Tenho seis livros de ficção, um deles inclusive, O bicho que chegou a feira, feira é Feira de Santana, foi até quadrinizado e publicado na Bahia por uma equipe de Feira e ficou muito bonito. Jornalista por muito tempo, a literatura é uma paixão, é mais uma diversão, eu não tenho nenhuma pretensão de ser grande ficcionista, é uma paixão minha. A maioria dos meus livros, eu tenho quase 40 livros, são livros acadêmicos, e é um outro tipo de torção na cabeça, ouro tipo de nó que você dá na cabeça, fazer livros acadêmicos, livro de antropologia, filosofia. A ficção, para mim, é um entretenimento, é um prazer, mas eu não tenho feito nada de ficção. Sou colunista da Folha de S. Paulo e isso tem me tomado tempo, toda semana tenho que descobrir um assunto porque é no domingo, na página dos editoriais, já tem dois anos. Você me lembrou agora que sou ficcionista, já tinha esquecido.

Mas pensa que há relações entre sua produção acadêmica e a sua literatura?

Há. Eu acho que há porque o pensamento social, as ciências sociais, são um meio de contar histórias sobre a sociedade, só que são histórias ancoradas em fatos. O jornalismo é também uma narração de histórias, histórias ancoradas em fatos, mas são histórias sumárias e marcadas pelo cotidiano. Mas cada notícia, por mais que seja notícia, você vê ali uma estrutura narrativa, vê elementos de um romance ou de um conto numa notícia mais elementar. Então, com relação à sociologia e antropologia, também acho que você tem ali uma historialização da sociedade, só que uma historialização reflexiva, e eu, como baiano, gosto de ouvir e contar histórias.

O senhor teve covid, foi internado e intubado. Passada a experiência, algo mudou na sua compreensão da vida?

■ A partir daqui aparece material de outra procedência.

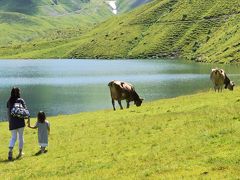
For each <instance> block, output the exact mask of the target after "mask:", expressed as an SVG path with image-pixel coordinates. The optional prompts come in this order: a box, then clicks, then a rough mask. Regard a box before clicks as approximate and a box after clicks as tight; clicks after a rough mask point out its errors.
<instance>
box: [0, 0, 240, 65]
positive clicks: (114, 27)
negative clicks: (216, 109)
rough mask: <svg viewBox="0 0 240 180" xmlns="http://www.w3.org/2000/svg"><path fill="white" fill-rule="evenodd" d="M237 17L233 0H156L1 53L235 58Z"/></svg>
mask: <svg viewBox="0 0 240 180" xmlns="http://www.w3.org/2000/svg"><path fill="white" fill-rule="evenodd" d="M122 3H123V5H124V2H122ZM123 7H124V6H123ZM239 22H240V3H239V1H238V0H233V1H226V0H213V1H207V0H204V1H198V0H184V1H178V0H163V1H159V0H155V1H153V2H149V3H147V4H146V5H144V6H142V7H139V8H137V9H136V10H134V11H132V12H130V13H127V14H123V15H120V16H115V17H113V18H111V19H109V20H108V21H106V22H104V23H101V24H100V25H98V26H97V27H95V28H94V29H93V30H91V31H90V32H88V33H85V34H84V35H83V36H80V37H79V39H77V38H76V39H66V38H65V39H64V40H63V41H62V43H63V44H59V45H56V44H55V42H48V43H45V46H44V48H43V49H36V48H30V49H28V48H27V47H29V46H32V44H27V45H25V46H24V45H23V47H22V48H21V49H20V50H19V51H18V52H17V53H15V54H12V53H6V52H5V51H4V50H3V52H2V54H1V53H0V57H4V58H149V57H150V58H158V57H168V58H169V57H172V58H175V57H178V58H179V57H180V58H187V59H190V60H194V61H201V62H215V63H239V62H240V53H239V51H240V44H239V40H240V39H239V37H240V30H239V29H240V28H239V26H240V24H239ZM63 47H64V48H63ZM7 48H8V49H11V47H7ZM56 52H59V53H56Z"/></svg>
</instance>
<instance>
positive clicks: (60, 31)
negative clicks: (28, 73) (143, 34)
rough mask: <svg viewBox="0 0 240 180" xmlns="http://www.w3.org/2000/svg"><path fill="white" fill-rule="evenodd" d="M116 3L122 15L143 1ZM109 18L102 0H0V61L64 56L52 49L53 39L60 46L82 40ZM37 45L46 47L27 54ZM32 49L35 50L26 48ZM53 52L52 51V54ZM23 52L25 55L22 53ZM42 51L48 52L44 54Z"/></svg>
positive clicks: (102, 0) (108, 8)
mask: <svg viewBox="0 0 240 180" xmlns="http://www.w3.org/2000/svg"><path fill="white" fill-rule="evenodd" d="M118 3H119V5H118V12H119V13H122V12H126V11H130V10H131V9H132V8H135V6H138V5H140V4H142V3H145V1H141V0H135V1H133V2H131V3H129V2H128V3H127V1H126V0H119V1H118ZM134 4H135V6H133V5H134ZM111 16H113V13H112V12H111V8H110V7H109V6H108V5H107V3H106V2H105V1H104V0H91V1H89V0H72V1H70V2H69V1H67V0H52V1H49V0H41V1H37V0H31V1H30V0H11V1H8V0H2V1H0V34H1V36H0V46H1V50H0V54H1V58H4V57H8V56H9V55H10V56H11V55H14V56H12V58H13V57H19V55H17V54H19V53H22V54H21V57H22V58H28V57H33V58H38V57H40V56H39V55H40V54H41V57H50V58H51V57H56V56H58V57H59V56H63V55H64V54H65V53H66V52H65V53H62V51H61V53H56V52H59V51H58V49H59V47H58V48H57V49H54V47H55V46H56V42H55V41H56V40H58V41H60V42H62V43H66V42H71V41H72V39H73V38H76V37H81V35H82V34H83V33H85V32H87V31H89V30H90V29H91V28H93V27H94V26H96V24H98V23H100V22H102V21H104V20H106V19H107V18H109V17H111ZM78 40H79V38H78ZM23 43H26V44H23ZM29 44H31V45H29ZM36 44H40V45H39V46H37V47H41V48H43V46H42V45H41V44H45V45H46V46H45V47H44V48H43V49H40V50H39V49H37V51H36V52H33V53H30V51H32V50H34V51H35V50H36V47H35V45H36ZM57 44H58V45H59V43H57ZM31 46H34V47H33V48H29V47H31ZM16 47H18V48H16ZM52 49H54V50H53V51H51V50H52ZM60 49H61V47H60ZM5 50H6V51H5ZM26 51H27V54H25V52H26ZM43 51H47V52H45V53H43ZM37 54H39V55H37ZM48 54H50V56H48ZM16 55H17V56H16ZM23 56H24V57H23Z"/></svg>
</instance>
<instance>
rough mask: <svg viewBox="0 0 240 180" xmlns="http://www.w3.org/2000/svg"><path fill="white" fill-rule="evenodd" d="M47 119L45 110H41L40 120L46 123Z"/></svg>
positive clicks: (40, 114) (39, 121) (39, 120)
mask: <svg viewBox="0 0 240 180" xmlns="http://www.w3.org/2000/svg"><path fill="white" fill-rule="evenodd" d="M45 120H46V115H45V113H44V112H43V111H39V113H38V122H40V123H44V122H45Z"/></svg>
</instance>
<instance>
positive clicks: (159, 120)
mask: <svg viewBox="0 0 240 180" xmlns="http://www.w3.org/2000/svg"><path fill="white" fill-rule="evenodd" d="M109 103H110V102H109ZM239 108H240V89H239V88H238V89H236V90H234V91H227V90H225V91H223V92H222V93H215V92H213V91H210V92H204V93H199V94H196V95H190V96H182V97H178V98H173V99H166V100H160V101H155V102H150V103H144V104H143V105H142V106H141V107H138V108H137V107H134V106H131V107H130V108H129V109H125V110H117V111H115V112H114V111H112V110H105V111H99V112H89V113H81V114H76V115H65V116H57V117H49V118H48V120H49V121H50V123H51V134H50V141H49V142H50V145H49V151H48V152H47V153H46V154H44V155H40V156H34V154H35V153H36V152H37V151H38V145H37V132H36V131H35V130H31V129H28V128H26V129H25V147H24V151H25V156H24V157H23V159H20V160H15V161H13V162H8V161H6V159H7V152H8V148H7V147H8V141H9V139H10V132H9V131H8V124H7V123H0V129H1V136H0V142H1V148H0V177H1V179H32V178H44V179H66V178H67V179H76V178H79V177H81V179H99V178H101V179H148V178H151V179H156V178H157V179H159V178H160V179H179V178H188V179H196V178H199V179H202V178H203V179H204V178H206V179H237V178H238V177H239V176H240V166H239V164H240V158H239V153H240V140H239V137H240V111H239ZM33 121H35V119H34V120H32V124H33V123H34V122H33ZM16 154H17V146H16V148H15V149H14V155H16Z"/></svg>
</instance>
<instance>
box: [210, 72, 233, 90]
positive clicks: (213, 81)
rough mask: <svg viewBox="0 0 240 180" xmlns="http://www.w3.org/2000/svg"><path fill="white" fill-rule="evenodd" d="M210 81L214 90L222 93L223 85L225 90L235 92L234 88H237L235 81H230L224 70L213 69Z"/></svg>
mask: <svg viewBox="0 0 240 180" xmlns="http://www.w3.org/2000/svg"><path fill="white" fill-rule="evenodd" d="M210 79H211V80H212V82H213V85H214V90H215V92H216V90H218V92H219V91H222V88H223V85H225V86H224V88H225V89H227V88H228V89H229V90H231V91H232V90H233V87H234V86H235V84H234V82H233V81H230V79H229V78H228V77H227V75H226V73H225V72H224V70H223V69H219V68H215V69H212V72H211V75H210Z"/></svg>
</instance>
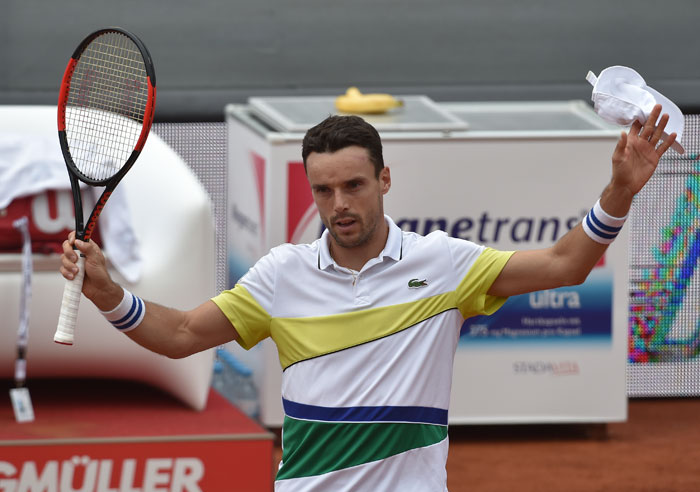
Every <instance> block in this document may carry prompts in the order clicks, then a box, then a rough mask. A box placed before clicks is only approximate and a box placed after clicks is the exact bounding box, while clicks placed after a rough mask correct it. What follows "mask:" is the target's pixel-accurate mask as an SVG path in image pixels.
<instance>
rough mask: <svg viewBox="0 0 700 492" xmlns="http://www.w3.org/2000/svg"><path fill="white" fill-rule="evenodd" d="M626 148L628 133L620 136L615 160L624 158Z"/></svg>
mask: <svg viewBox="0 0 700 492" xmlns="http://www.w3.org/2000/svg"><path fill="white" fill-rule="evenodd" d="M625 147H627V133H626V132H622V134H620V139H619V140H618V141H617V145H616V146H615V150H614V151H613V160H618V159H621V158H622V155H623V154H624V152H625Z"/></svg>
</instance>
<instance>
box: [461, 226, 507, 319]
mask: <svg viewBox="0 0 700 492" xmlns="http://www.w3.org/2000/svg"><path fill="white" fill-rule="evenodd" d="M450 253H451V255H452V260H453V262H454V268H455V272H457V273H458V275H463V276H462V278H461V280H459V283H458V284H457V287H456V289H455V296H456V304H457V307H458V309H459V311H460V312H461V313H462V316H463V317H464V318H465V319H466V318H470V317H472V316H477V315H481V314H493V313H495V312H496V311H498V309H499V308H500V307H501V306H502V305H503V304H504V303H505V302H506V300H508V298H507V297H497V296H490V295H488V294H487V292H488V290H489V289H490V288H491V285H492V284H493V282H494V281H495V280H496V278H498V275H499V274H500V273H501V270H503V267H505V265H506V263H508V260H509V259H510V257H511V256H512V255H513V253H514V251H498V250H495V249H492V248H486V247H484V246H477V245H475V244H474V243H470V242H469V241H465V240H461V239H455V238H450ZM462 272H464V273H462Z"/></svg>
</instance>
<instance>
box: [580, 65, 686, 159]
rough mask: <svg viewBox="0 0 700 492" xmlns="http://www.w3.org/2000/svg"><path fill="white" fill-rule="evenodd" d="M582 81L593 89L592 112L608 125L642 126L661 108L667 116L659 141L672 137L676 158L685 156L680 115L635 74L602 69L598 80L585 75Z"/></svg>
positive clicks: (627, 70) (611, 69) (665, 101)
mask: <svg viewBox="0 0 700 492" xmlns="http://www.w3.org/2000/svg"><path fill="white" fill-rule="evenodd" d="M586 80H588V82H590V83H591V85H592V86H593V94H592V95H591V99H592V100H593V109H594V110H595V112H596V113H598V115H599V116H600V117H601V118H603V119H604V120H605V121H608V122H610V123H614V124H617V125H621V126H629V125H631V124H632V123H634V121H635V120H637V121H639V122H640V123H641V124H644V123H645V122H646V121H647V119H648V118H649V115H650V114H651V110H652V109H654V105H656V104H661V106H662V108H663V109H662V113H667V114H668V116H669V118H668V123H666V128H665V131H664V134H663V137H662V140H666V139H668V138H669V135H670V134H671V133H675V134H676V141H675V142H673V145H672V146H671V147H672V148H673V149H674V150H675V151H676V152H678V153H679V154H683V153H685V149H683V145H682V144H681V137H682V136H683V126H684V123H685V120H684V118H683V113H681V110H680V109H678V106H676V105H675V104H674V103H673V101H671V100H670V99H668V98H667V97H666V96H664V95H663V94H661V93H659V92H658V91H656V90H654V89H652V88H651V87H649V86H648V85H647V84H646V82H645V81H644V79H643V78H642V76H641V75H639V74H638V73H637V72H635V71H634V70H632V69H631V68H628V67H622V66H619V65H616V66H613V67H608V68H606V69H605V70H603V71H602V72H600V75H599V76H598V77H596V76H595V75H594V74H593V72H588V75H587V76H586Z"/></svg>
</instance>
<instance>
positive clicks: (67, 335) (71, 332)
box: [53, 254, 85, 345]
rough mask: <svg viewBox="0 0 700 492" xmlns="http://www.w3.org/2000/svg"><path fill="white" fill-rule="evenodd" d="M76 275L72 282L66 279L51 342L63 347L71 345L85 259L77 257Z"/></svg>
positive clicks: (84, 272) (63, 288) (78, 255)
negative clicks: (57, 321) (59, 310)
mask: <svg viewBox="0 0 700 492" xmlns="http://www.w3.org/2000/svg"><path fill="white" fill-rule="evenodd" d="M76 266H77V267H78V273H77V274H76V275H75V277H74V278H73V280H68V279H66V284H65V286H64V287H63V301H62V302H61V313H60V314H59V315H58V328H56V334H55V335H54V336H53V341H54V342H56V343H62V344H64V345H73V334H74V333H75V323H76V320H77V319H78V306H79V305H80V296H81V295H82V291H83V279H84V278H85V257H84V256H83V255H80V254H79V255H78V262H77V263H76Z"/></svg>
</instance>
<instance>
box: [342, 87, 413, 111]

Na verdade, para quem é de terreiro, não. Quem é de terreiro sabe que vai morrer. Todo mundo sabe que vai morrer. A aceitação da morte é uma coisa difícil, ninguém quer morrer. E eu estive ali, digamos, à beira da morte, fui intubado duas vezes, e no início da covid não sabiam direito o que fazer, os médicos não sabiam. Eu não fui curado por remédio nenhum específico, porque não tinha remédio, a vacina veio depois, eu fui curado no hospital por cuidados médicos que ali me intubaram, eu pude respirar, mas não era propriamente alopatia.

Eu pude respirar e o corpo se curou. Passei 48 dias no hospital, o próprio corpo me curou, mas me curou também o que eu chamo a comunidade, o “comum”, porque é, para mim, uma surpresa, que em vários lugares do país formaram grupos que às 6 horas pediam por minha vida e estavam no terreiro do Opô Afonjá, estavam no Ilê Asipá, na Pituba, estavam com alunos meus, gente que eu não conheço em terreiros na Paraíba, em Alagoas, em São Paulo, foi impressionante. A comunidade é aquele lugar que assiste você nascer, também assiste você morrer, mas também é aquele lugar que lhe dá vida. A vida é uma doação que a comunidade lhe faz, então, essa lição eu aprendi, que a vida é doação para os outros, ela é biológica, mas ela também é uma doação afetiva do mundo a você. Saí com essa convicção.